Skip to main content
Blog.engineeringHow We Scaled Our Transaction Processing to 10,000 TPS
engineering10 min read

How We Scaled Our Transaction Processing to 10,000 TPS

The engineering challenges of building a high-throughput payment system that handles both traditional banking and blockchain settlement.

AK

Alex Kim

Senior Engineer · Jan 14, 2026

How We Scaled Our Transaction Processing to 10,000 TPS

When we hit 1,000 transactions per second, our original architecture started showing cracks. Here's how we rebuilt our transaction processing pipeline to handle 10,000 TPS without breaking a sweat.

The Original Architecture

Our v1 system was straightforward: a Node.js API server, a MySQL database, and synchronous processing. When a user initiated a transfer, the API handler would validate the request, check balances, create the transaction record, update both account balances, and return the result — all in a single database transaction.

This worked well up to about 500 TPS. Beyond that, we started seeing lock contention on the accounts table. Two users sending money simultaneously would compete for row-level locks, and under high load, the average transaction time climbed from 50ms to over 2 seconds.

The Redesign

We broke the pipeline into three stages: validation, execution, and settlement. Each stage runs independently and communicates through an event queue.

**Validation** checks the request format, verifies the user's identity token, confirms the account exists, and performs a soft balance check (reading from a cached balance that's updated every second). If validation passes, the request enters the execution queue. This stage handles 15,000 requests per second because it's entirely read-only.
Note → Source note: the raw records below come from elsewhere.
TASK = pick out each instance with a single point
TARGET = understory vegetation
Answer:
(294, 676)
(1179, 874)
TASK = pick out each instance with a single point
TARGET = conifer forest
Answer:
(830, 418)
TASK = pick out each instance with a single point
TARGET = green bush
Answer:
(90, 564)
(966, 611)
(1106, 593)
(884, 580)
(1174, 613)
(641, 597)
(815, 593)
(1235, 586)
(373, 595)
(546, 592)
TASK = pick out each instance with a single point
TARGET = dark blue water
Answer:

**Execution** is where the actual balance changes happen. We partition accounts across 16 execution workers based on a hash of the source account ID. This means two transactions from the same account always go to the same worker (preserving ordering), but transactions from different accounts execute in parallel. Each worker processes its queue sequentially, eliminating lock contention entirely.

**Settlement** handles the downstream effects: updating the transaction history, triggering notifications, syncing with our banking partners, and writing audit log entries. This stage is eventually consistent — a user might see their balance update before the transaction appears in their history, but the delay is typically under 500 milliseconds.

The Balance Cache

The soft balance check in the validation stage deserves special attention. We maintain a Redis cache of every account balance, updated by the execution workers after each transaction. The validation stage reads from this cache instead of hitting the database, which eliminates 80% of our database read load.

The cache is eventually consistent with the database, but we handle this carefully. If the cached balance shows $100 and the user tries to send $95, we allow it through to the execution stage, where the worker performs a hard balance check against the database. If the balance has changed (perhaps another transaction was processed between the cache read and the execution), the worker rejects the transaction and the user sees an insufficient funds error.

Idempotency at Scale

At 10,000 TPS, duplicate requests are inevitable — network retries, client-side double-clicks, and load balancer replays all contribute. Every transaction request includes a client-generated UUID. The execution worker checks this UUID against a Bloom filter before processing. If the UUID might exist (Bloom filters have false positives but no false negatives), it falls back to a database lookup. This two-tier approach handles 99.7% of duplicate checks without touching the database.

Monitoring and Alerting

We track p50, p95, and p99 latency for each pipeline stage. Our alert thresholds are: validation p99 > 100ms, execution p99 > 500ms, settlement p99 > 2 seconds. We also monitor queue depth — if any execution worker's queue exceeds 1,000 pending items, we trigger an auto-scaling event that spins up additional workers.

Results

After the redesign, our production metrics show: p50 latency of 45ms, p95 of 180ms, and p99 of 450ms at sustained 8,000 TPS. The system has handled bursts of 12,000 TPS during peak hours without degradation. Database CPU utilization dropped from 85% to 30%, and we eliminated the lock contention that was causing timeout errors for users.